Джин Рис

Антуанетта

Часть первая

Говорят, когда приходит беда, люди смыкают ряды. Так и поступили представители белого общества на Ямайке, когда там настали для них трудные времена. Только нам среди них места не нашлось. Ямайские дамы не одобряли мою мать, потому как, по выражению Кристофины, она была слишком сама по себе.

Моя мать была второй женой моего отца и слишком, как считали вокруг, для него юной. Хуже того, она была родом с Мартиники. Когда я как-то спросила ее, почему к нам так редко ездят гости, мама ответила, что между Спэниш-Тауном и поместьем Кулибри, где мы жили, очень плохая дорога, а дорожные работы канули в прошлое. Точно так же канули в прошлое мой отец, веселые гости, лошади для верховой езды. И еще исчезло чувство безопасности, то уютное чувство безопасности, которое возникало у меня, когда я ложилась спать.

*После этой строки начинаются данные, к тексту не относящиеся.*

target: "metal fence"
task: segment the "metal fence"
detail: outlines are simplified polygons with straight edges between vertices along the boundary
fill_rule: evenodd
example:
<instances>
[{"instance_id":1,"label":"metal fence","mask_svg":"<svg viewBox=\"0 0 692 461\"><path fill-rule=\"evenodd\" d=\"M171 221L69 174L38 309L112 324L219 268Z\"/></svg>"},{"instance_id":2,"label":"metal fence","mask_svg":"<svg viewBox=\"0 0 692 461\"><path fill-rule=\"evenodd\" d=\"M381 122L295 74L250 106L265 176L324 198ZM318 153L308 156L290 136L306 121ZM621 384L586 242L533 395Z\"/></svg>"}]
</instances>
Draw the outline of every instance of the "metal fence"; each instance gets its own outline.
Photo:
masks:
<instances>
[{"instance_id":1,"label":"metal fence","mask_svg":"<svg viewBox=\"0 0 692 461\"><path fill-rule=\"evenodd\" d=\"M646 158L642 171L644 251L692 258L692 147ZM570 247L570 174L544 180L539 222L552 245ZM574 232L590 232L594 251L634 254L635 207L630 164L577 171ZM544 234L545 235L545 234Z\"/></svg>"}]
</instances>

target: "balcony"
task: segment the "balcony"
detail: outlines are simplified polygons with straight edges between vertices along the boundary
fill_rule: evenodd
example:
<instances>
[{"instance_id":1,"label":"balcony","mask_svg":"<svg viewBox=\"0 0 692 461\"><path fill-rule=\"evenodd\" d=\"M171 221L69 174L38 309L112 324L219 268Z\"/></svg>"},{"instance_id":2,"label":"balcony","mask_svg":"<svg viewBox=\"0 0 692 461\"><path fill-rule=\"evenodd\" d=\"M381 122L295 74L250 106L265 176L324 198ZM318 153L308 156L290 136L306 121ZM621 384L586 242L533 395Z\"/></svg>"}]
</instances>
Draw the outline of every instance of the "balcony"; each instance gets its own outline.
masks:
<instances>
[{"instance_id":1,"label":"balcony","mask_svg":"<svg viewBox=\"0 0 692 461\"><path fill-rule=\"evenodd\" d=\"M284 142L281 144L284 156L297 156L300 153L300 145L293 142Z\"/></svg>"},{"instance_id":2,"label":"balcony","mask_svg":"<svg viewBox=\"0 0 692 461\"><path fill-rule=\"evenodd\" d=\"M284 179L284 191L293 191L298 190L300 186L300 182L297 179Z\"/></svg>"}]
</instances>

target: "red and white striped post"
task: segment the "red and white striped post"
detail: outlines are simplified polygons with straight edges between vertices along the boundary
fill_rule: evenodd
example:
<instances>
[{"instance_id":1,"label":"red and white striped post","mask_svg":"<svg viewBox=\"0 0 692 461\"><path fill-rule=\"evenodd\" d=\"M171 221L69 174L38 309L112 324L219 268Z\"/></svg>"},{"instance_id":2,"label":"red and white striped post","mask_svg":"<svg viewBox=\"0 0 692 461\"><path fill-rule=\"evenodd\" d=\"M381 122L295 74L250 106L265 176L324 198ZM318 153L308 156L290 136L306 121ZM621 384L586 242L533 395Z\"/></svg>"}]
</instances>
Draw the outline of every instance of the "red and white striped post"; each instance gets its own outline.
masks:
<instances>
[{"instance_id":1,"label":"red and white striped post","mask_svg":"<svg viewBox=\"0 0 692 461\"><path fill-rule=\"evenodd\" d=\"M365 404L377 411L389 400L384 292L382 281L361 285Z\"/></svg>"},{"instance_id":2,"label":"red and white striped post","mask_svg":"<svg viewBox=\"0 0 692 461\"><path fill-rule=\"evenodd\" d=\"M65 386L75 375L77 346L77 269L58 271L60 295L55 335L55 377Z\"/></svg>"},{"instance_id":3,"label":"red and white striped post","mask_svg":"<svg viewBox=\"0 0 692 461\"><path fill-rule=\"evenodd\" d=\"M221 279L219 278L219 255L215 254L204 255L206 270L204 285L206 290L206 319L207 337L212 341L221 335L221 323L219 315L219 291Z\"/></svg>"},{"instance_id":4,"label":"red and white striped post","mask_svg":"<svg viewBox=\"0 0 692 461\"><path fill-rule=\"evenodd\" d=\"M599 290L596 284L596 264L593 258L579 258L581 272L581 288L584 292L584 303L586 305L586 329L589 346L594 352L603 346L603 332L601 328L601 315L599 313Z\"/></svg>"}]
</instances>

Как-то раз я услышала мамин разговор с мистером Латреллом, нашим соседом и единственным знакомым.

– Конечно, у них хватает своих проблем, – говорила мама, – они ждут компенсацию, которую англичане посулили белым после принятия Акта о независимости. Только вот ждать им придется очень долго.

Маме было невдомек, что первым устанет ждать мистер Латрелл. Одним тихим вечером он застрелил из ружья свою собаку, вышел к морю и не вернулся. Никто не спешил приехать из Англии, чтобы распорядиться его имуществом, и в первую очередь усадьбой «Отдых Нельсона», но кое-кто из жителей Спэниш-Тауна приезжал посмотреть на нее и посудачить о трагедии.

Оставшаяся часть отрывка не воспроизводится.